Awful Announcing
- The logo for Awful Announcing
- Available in: English
- Owner: Ben Koo
- Creator: Brian Powell
- Website: www.awfulannouncing.com
- Commercial: Yes
- Launched: 2006
- Current status: Active

= Awful Announcing =

Sports news website

Awful Announcing (AA) is an American sports news website and blog. Founded in 2006 by Brian Powell, the platform focuses on sports media personalities, particularly broadcast announcers and television sportscasters. The platform has seven full-time staff in addition to a roster of part-time freelancers. The small crew of editors, writers, and social media creators work across multiple shifts throughout the day.

==History==
A graduate of James Madison University (JMU), Brian Powell founded Awful Announcing in May 2006. Early in its history, Awful Announcing was a prominent outlet in the sports blogosphere. Powell noted that Spencer Tillman was an early critic of his blog. Bloguin Network acquired Awful Announcing in 2010; later in 2015, Comeback Media was spun out of Bloguin, becoming AA's parent company. Ben Koo took over as owner of Awful Announcing in 2010.

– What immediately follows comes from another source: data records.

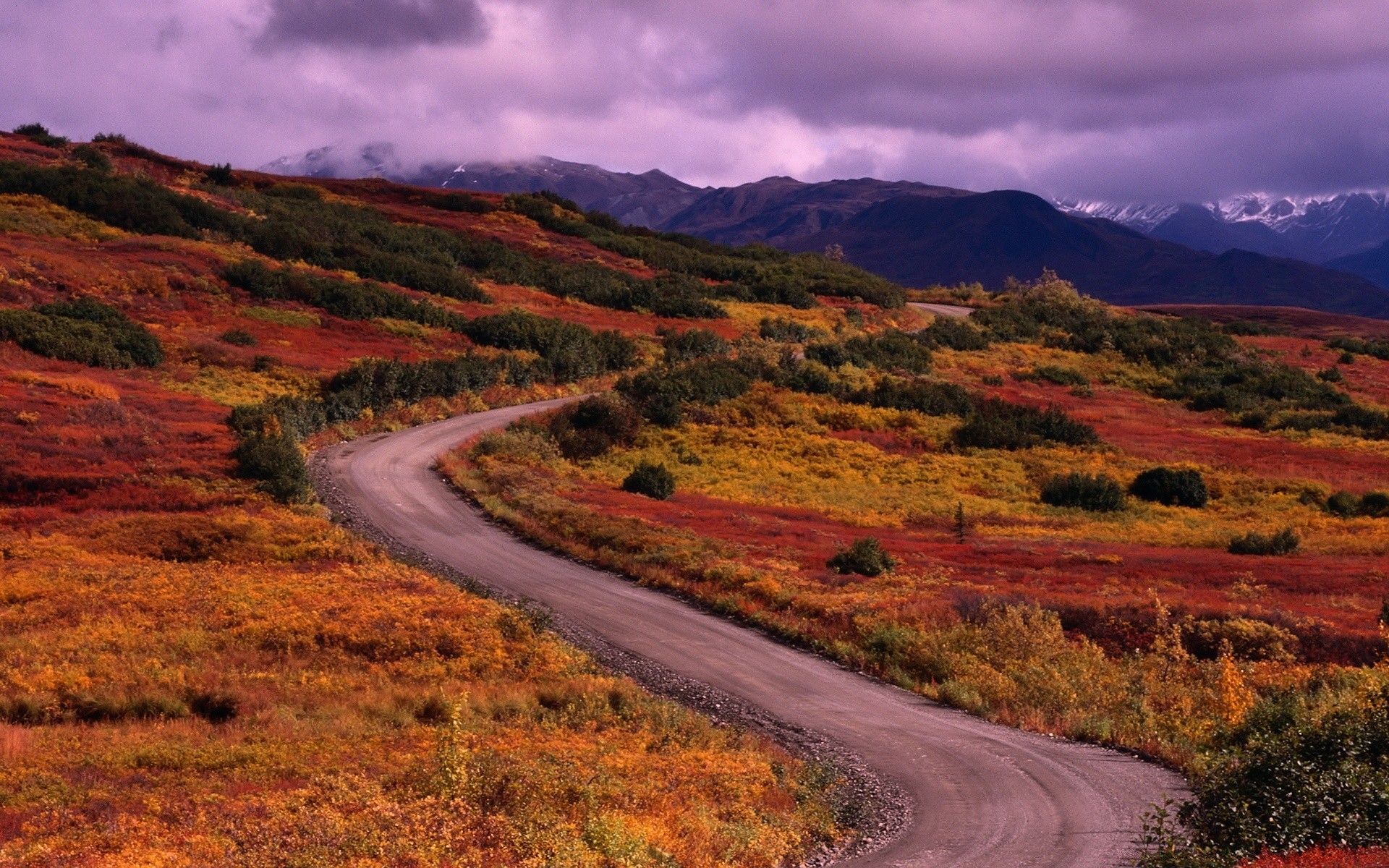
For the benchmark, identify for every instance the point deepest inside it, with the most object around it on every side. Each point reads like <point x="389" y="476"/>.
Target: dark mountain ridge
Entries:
<point x="920" y="234"/>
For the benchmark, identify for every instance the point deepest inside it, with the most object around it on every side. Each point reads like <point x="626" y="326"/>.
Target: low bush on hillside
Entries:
<point x="660" y="393"/>
<point x="239" y="338"/>
<point x="931" y="398"/>
<point x="1377" y="349"/>
<point x="338" y="296"/>
<point x="92" y="157"/>
<point x="1292" y="780"/>
<point x="692" y="344"/>
<point x="132" y="203"/>
<point x="886" y="352"/>
<point x="998" y="424"/>
<point x="569" y="350"/>
<point x="865" y="557"/>
<point x="39" y="135"/>
<point x="1173" y="488"/>
<point x="786" y="331"/>
<point x="82" y="331"/>
<point x="1284" y="542"/>
<point x="955" y="333"/>
<point x="1096" y="493"/>
<point x="276" y="461"/>
<point x="650" y="481"/>
<point x="593" y="427"/>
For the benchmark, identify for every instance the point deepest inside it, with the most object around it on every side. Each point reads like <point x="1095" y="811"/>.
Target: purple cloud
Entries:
<point x="1078" y="98"/>
<point x="373" y="24"/>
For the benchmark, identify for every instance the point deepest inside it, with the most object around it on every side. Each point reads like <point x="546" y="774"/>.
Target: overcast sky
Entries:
<point x="1126" y="99"/>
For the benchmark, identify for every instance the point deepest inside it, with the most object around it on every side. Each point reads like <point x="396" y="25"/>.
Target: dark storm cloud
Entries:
<point x="373" y="24"/>
<point x="1155" y="99"/>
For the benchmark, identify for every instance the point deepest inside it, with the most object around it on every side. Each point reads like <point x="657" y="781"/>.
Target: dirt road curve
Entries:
<point x="982" y="796"/>
<point x="955" y="312"/>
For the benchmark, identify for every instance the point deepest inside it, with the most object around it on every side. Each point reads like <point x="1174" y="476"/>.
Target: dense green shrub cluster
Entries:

The website reports on news relating to sports announcing, broadcasting, and related media industry spaces. AA also conducts interviews with sports media executives. Their sharing of announcing audio has been cited to increase awareness of situations, such as when they wrote about West Virginia basketball coach Bob Huggins using a homophobic slur in a radio interview in 2023.

In April 2026, Awful Announcing announced a new partnership with Yahoo! to become part of a new sports business hub alongside Front Office Sports, Sportico, and Sports Business Journal.

==Citation and reception==
AA's reporting has been cited by sports media websites such as ESPN and Fox Sports, as well as general news outlets like Forbes. ESPN has also issued statements via Awful Announcing.

Some sports announcers have commented on Awful Announcing. The book Those Guys Have All the Fun: Inside the World of ESPN (2011) quoted both Rece Davis and Bob Ley. Davis stated that sports announcers who "fall into reading" blogs like Awful Announcing and get upset or try to explain their mistakes pointed out by such blogs on-air "probably aren't doing [their] job as effectively as [they] ought to be". Meanwhile, Ley stated that he sometimes checks sports blogs like AA, as well as The Big Lead and Deadspin, likening visiting the blogs to "shopping in a discount store". Other sports media personalities have referenced Awful Announcing in their own writing, such as Bill Simmons in his Book of Basketball (2009) and Jemele Hill in her memoir, Uphill (2022).